I know that a bunch of us have some idea for games that they just don't want to write. Throw it up here, see if someone wants to claim it and do something to it.

My offering:

An Art Nouveau technofantasy that's gotten over that period of optimistic scifi madness, and is slipping into high fantasy decline. The great empires of the past - Jesusland, The United States of Canadia, what have you, have fallen into disarray at the proliferation of self-modifying technology.
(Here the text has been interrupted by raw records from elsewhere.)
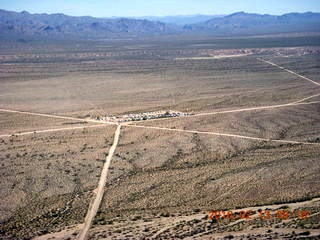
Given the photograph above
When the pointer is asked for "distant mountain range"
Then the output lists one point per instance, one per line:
(26, 25)
(181, 19)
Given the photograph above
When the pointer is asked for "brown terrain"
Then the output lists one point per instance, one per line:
(250, 141)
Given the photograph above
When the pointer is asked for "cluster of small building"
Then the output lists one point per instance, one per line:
(143, 116)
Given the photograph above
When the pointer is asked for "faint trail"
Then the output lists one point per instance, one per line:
(50, 130)
(289, 71)
(92, 211)
(223, 135)
(55, 116)
(297, 103)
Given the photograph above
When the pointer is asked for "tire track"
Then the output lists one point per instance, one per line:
(92, 211)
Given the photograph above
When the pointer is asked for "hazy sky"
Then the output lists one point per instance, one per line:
(127, 8)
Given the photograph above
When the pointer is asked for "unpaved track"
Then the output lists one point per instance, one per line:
(262, 108)
(100, 190)
(55, 116)
(51, 130)
(289, 71)
(223, 135)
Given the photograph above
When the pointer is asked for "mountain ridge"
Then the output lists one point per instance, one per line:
(58, 25)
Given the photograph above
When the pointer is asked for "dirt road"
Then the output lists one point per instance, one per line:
(261, 108)
(54, 116)
(222, 134)
(50, 130)
(289, 71)
(100, 190)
The PCs are from one of those anti-technological religions, driven underground for a while and just now reemerging, strangers in a strange land, torn between the familiarity of their old cultural ties and the slick, effortless, foreign world around them, that threatens to alienate them from everything they have loved.

Jonathan Walton

I'll play.

So there's this limited series-style game concept, called like The Beasts of Eden, or something like that.  And you play the animals in the Garden before and after The Fall.  So like I'm Female Moose and Male Moose, and you're Male Mongoose and Female Mongoose.  And there are a series of pre-planned events that take place over the course of the game: the animals' Creation, the Creation of Man, Adam's Naming of the Animals, the Creation of Eve, Satan sneaking into the Garden, the eating of the Apple, sickness and death entering Eden (some animals become carnivores), Adam and Eve getting expelled, and, eventually, the animals' choosing to leave Eden and go out into the world.  And the point of the game is how the animals choose to respond to these events (inevitably, by making their own plans).  It is also about the changing relationship between the animals and God, who favors the humans so heavily and places them above the animals.

Sean

In his capsule biography of Isaac Babel, whose Red Cavary stories I recommend highly, Jorge Luis Borges wrote:

QuoteIn early 1921, Babel joined a Cossack regiment. Those blustering and useless warriors (no one in the history of the universe has been defeated more often than the Cossacks) were, of course, anti-Semitic. The mere idea of a Jew on horseback struck them as laughable, and the fact that Babel was a good horseman only added to their disdain and spite. A couple of well-timed and flashy exploits enabled Babel to make them leave him in peace.

I can think of at least two role playing games I'd like to write based on this quotation.

I would add that based on my limited knowlede of Babel's actual physical condition and biography Borges' inference about his virtu is likely false. That's only relevant to one of the two games though.